A step-by-step guide from a veteran attorney to navigating the process of disputing real estate valuations by local government.
By Jerome Wallach, Esq.
In most jurisdictions, taxpayers may meet with the assessor or assessor's representative to deliberate and possibly resolve issues concerning taxable real estate valuation.
First, contact the assessor's office to request a meeting. Getting past recorded messages may be a challenge in some instances, but talking to a human being is necessary.
During that initial phone call, be prepared to describe the problem and point of the discussion, then ask for a date and time to meet. Be sure to request the meeting in sufficient advance of filing deadlines for any appeal process.
Before the meeting, identify an objective (typically a lower assessment) and a plan to achieve that outcome. Be optimistic, but recognize that the assessor's office may reject the taxpayer's position. During the discussion, be reasonably flexible; passion and anger are seldom persuasive and will detract from an otherwise sound argument.
Fix the facts
There are a number of valid concerns other than overvaluation which, if properly addressed and corrected, can result in significant savings.

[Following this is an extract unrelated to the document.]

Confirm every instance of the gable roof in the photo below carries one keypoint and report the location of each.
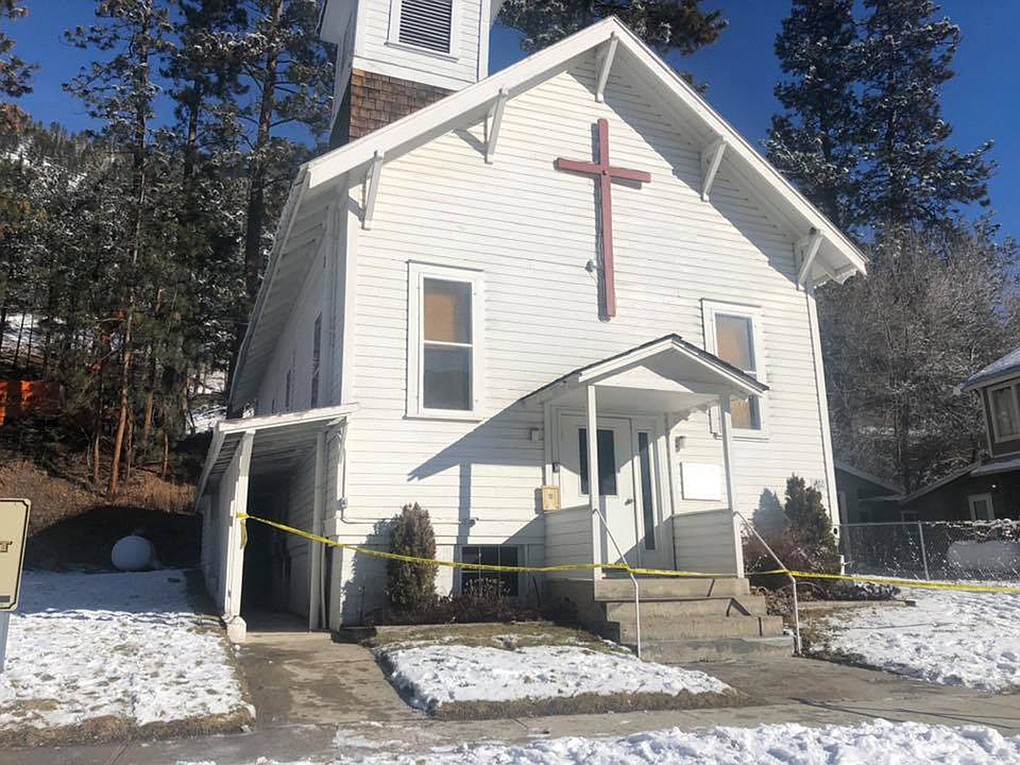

The most obvious reason to discuss the property with the assessor is the need to correct a simple mistake on the part of the assessor's office. Computer-generated assessed values are now widely used and accepted. The resulting values are no better than the data fed into the database, so review assessments with an eye on the broad picture.
Pay particular attention to the address and all measurements, which are common sources of error. Be sure the property hasn't been confused with some other property of greater value. If the property is improved, review the records available on the assessor's website to see if the improvements are accurately described and that the land is properly measured. Call any mistake of fact to the assessor's attention.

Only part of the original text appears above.